Suppose an asset evolves in time according to the SDE
$$ dS = \mu S dt + \sigma S dW, $$ where $\mu>0,\sigma>0$ are fixed constants and $dW$ is a Wiener process. To price options for this underlying, you have the whole procedure of using delta hedging or risk-neutral pricing to get the BS equation and eventually the value of an option $V(S,t)$. Now, I am thinking about what would happen if there was zero volatility, i.e. $\sigma = 0$. My question is: How would you price options in that case?

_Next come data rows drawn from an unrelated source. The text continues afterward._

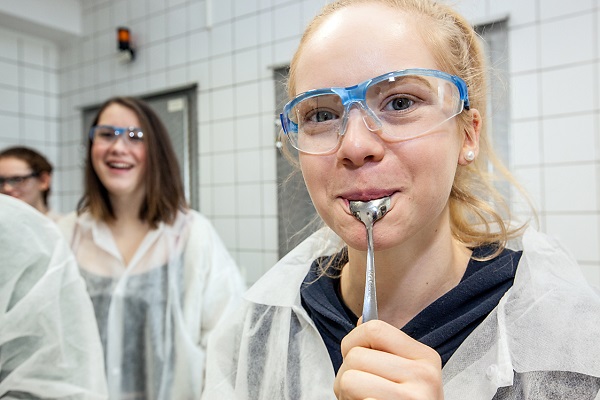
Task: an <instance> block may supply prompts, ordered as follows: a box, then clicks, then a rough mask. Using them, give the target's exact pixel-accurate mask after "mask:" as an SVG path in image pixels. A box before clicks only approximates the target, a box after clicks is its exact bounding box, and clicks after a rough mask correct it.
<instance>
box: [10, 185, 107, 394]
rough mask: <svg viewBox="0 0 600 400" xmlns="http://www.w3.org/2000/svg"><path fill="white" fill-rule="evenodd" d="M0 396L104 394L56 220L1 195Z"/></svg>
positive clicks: (90, 331)
mask: <svg viewBox="0 0 600 400" xmlns="http://www.w3.org/2000/svg"><path fill="white" fill-rule="evenodd" d="M0 260H2V261H1V262H0V293H1V294H2V295H1V296H0V398H2V399H74V400H103V399H108V396H107V389H106V378H105V375H104V361H103V356H102V345H101V343H100V337H99V335H98V327H97V325H96V319H95V318H94V309H93V307H92V302H91V301H90V299H89V297H88V295H87V292H86V290H85V283H84V282H83V280H82V279H81V277H80V276H79V273H78V271H77V264H76V262H75V259H74V257H73V254H72V252H71V250H69V246H68V245H67V243H66V242H65V240H64V238H63V237H62V235H61V234H60V232H59V231H58V229H57V227H56V224H55V223H54V222H52V221H50V220H49V219H48V218H45V217H43V216H42V215H41V214H40V213H38V212H36V211H34V210H33V209H32V208H31V207H29V206H27V205H26V204H25V203H23V202H22V201H19V200H16V199H14V198H12V197H9V196H6V195H3V194H0Z"/></svg>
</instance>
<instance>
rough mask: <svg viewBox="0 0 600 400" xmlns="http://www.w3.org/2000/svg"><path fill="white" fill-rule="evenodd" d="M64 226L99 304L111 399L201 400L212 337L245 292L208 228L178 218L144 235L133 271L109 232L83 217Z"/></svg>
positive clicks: (92, 297)
mask: <svg viewBox="0 0 600 400" xmlns="http://www.w3.org/2000/svg"><path fill="white" fill-rule="evenodd" d="M60 225H61V228H62V229H63V232H64V233H65V235H67V237H68V238H70V242H71V247H72V249H73V251H74V253H75V256H76V258H77V262H78V264H79V267H80V271H81V274H82V276H83V277H84V278H85V280H86V283H87V289H88V292H89V295H90V297H91V299H92V302H93V304H94V309H95V313H96V318H97V320H98V326H99V329H100V336H101V339H102V343H103V346H104V351H105V357H106V374H107V379H108V388H109V394H110V399H111V400H120V399H122V400H125V399H127V400H133V399H139V400H142V399H143V400H154V399H156V400H174V399H194V398H199V397H200V394H201V391H202V387H203V383H204V367H205V351H206V342H207V339H208V336H209V334H210V332H211V331H212V330H213V328H214V326H215V325H216V324H217V322H218V321H219V320H220V319H221V317H222V316H223V315H224V314H226V313H227V312H228V310H230V309H233V308H236V307H237V306H238V305H239V303H240V300H241V296H242V294H243V291H244V284H243V280H242V278H241V275H240V273H239V270H238V268H237V266H236V264H235V262H234V261H233V259H232V258H231V257H230V255H229V253H228V252H227V250H226V248H225V246H224V245H223V243H222V242H221V240H220V238H219V237H218V235H217V234H216V231H215V230H214V228H213V227H212V225H211V224H210V223H209V221H208V220H207V219H206V218H204V217H203V216H202V215H200V214H199V213H197V212H195V211H192V210H190V211H187V212H185V213H184V212H179V213H178V215H177V218H176V220H175V222H174V223H173V224H172V225H166V224H164V223H161V224H159V226H158V228H157V229H155V230H152V231H150V232H149V233H148V234H147V235H146V237H145V238H144V240H143V241H142V243H141V244H140V246H139V248H138V250H137V252H136V253H135V254H134V256H133V257H132V259H131V260H130V262H129V263H128V265H125V263H124V261H123V259H122V257H121V255H120V252H119V250H118V248H117V246H116V243H115V242H114V239H113V236H112V234H111V233H110V230H109V228H108V226H107V225H106V224H104V223H99V222H96V221H94V220H93V219H92V218H91V216H90V215H89V214H87V213H84V214H82V215H80V216H79V217H76V216H75V215H74V214H72V215H69V216H67V217H65V218H63V220H61V223H60Z"/></svg>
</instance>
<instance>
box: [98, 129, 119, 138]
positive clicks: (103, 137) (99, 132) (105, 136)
mask: <svg viewBox="0 0 600 400" xmlns="http://www.w3.org/2000/svg"><path fill="white" fill-rule="evenodd" d="M95 136H96V137H98V138H102V139H112V138H114V137H115V132H114V130H112V129H108V128H98V129H96V133H95Z"/></svg>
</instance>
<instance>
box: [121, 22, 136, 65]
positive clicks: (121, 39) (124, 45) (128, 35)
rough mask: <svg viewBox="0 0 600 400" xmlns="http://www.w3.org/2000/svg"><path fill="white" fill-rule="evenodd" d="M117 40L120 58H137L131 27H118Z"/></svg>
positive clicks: (130, 58)
mask: <svg viewBox="0 0 600 400" xmlns="http://www.w3.org/2000/svg"><path fill="white" fill-rule="evenodd" d="M117 41H118V46H117V49H118V50H119V59H120V60H121V61H122V62H131V61H133V60H134V59H135V51H134V49H133V46H132V44H131V33H130V32H129V28H125V27H122V26H120V27H118V28H117Z"/></svg>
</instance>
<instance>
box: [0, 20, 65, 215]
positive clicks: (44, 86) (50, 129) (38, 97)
mask: <svg viewBox="0 0 600 400" xmlns="http://www.w3.org/2000/svg"><path fill="white" fill-rule="evenodd" d="M58 57H59V56H58V46H57V45H56V44H55V43H53V42H50V41H47V40H44V39H42V38H37V37H33V36H29V35H26V34H23V33H19V32H14V31H11V30H7V29H4V28H3V27H1V26H0V149H2V148H4V147H8V146H13V145H27V146H29V147H32V148H34V149H36V150H38V151H40V152H41V153H43V154H44V155H45V156H46V157H47V158H48V160H49V161H50V162H51V163H52V164H53V165H55V166H56V165H58V164H59V156H58V152H57V149H58V142H59V139H58V130H59V120H58V106H59V85H58V75H59V68H58ZM56 180H57V181H59V180H60V178H57V179H56ZM56 183H58V184H59V183H60V182H56ZM56 200H57V198H56V197H55V198H51V199H50V205H51V206H53V205H56V203H57V202H56Z"/></svg>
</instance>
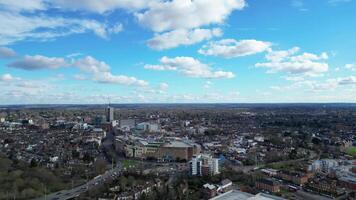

The dynamics are completely deterministic now, since $dS = \mu S dt$, and we can find the stock as a function of time as
$$ S(t) = S_0e^{\mu t} $$
So given some starting price $S_0$, the stock at expiration $T$ will always be $S(T) = S_0e^{\mu T}$. To price the options, you have to think about arbitrage opportunities. Let's start with calls first: From regular arbitrage arguments, you already know that $S(t)-Ee^{-r(T-t)}\leq C(t) \leq S(t)$. This comes from creating a portfolio long a stock and short a call, and looking at the bounds at $t = T$. Applying this to our weird deterministic case gives
$$ S_0e^{\mu t}-Ee^{-r(T-t)} \leq C(t) \leq S_0e^{\mu t} $$
I know how the call is bounded, but I want an exact formula. If you think about it, since we know $S(T) = S_0e^{\mu T}$, then any call option with a strike price $E \geq S_0e^{\mu T}$ will be worthless at expiration, because $C(T) = \max(S(T)-E,0)$. Thus, this gives
$$ C(t) \equiv 0,\ \forall E \geq S_0e^{\mu T} $$
For $E < S_0e^{\mu t}$, the option will most certainly be nonzero, but I am having trouble finding what it would be. I know you have to take into account the risk-free rate somehow, but since any portfolio you construct is risk free, wouldn't there be unlimited arbitrage? What I mean by this: Say you buy an option with strike $E < S_0e^{\mu T}$. Then, your profit at expiration will always be
$$ \text{Profit}_T = S_0e^{\mu T} - E $$
Therefore, the value should be at least this much, i.e. $C(t) \geq S_0e^{\mu T} - E$. Discounting for time gives $C(t) = e^{-r(T-t)}(S_0e^{\mu T}-E)$. However, this doesn't seem right. Any thoughts would be appreciated.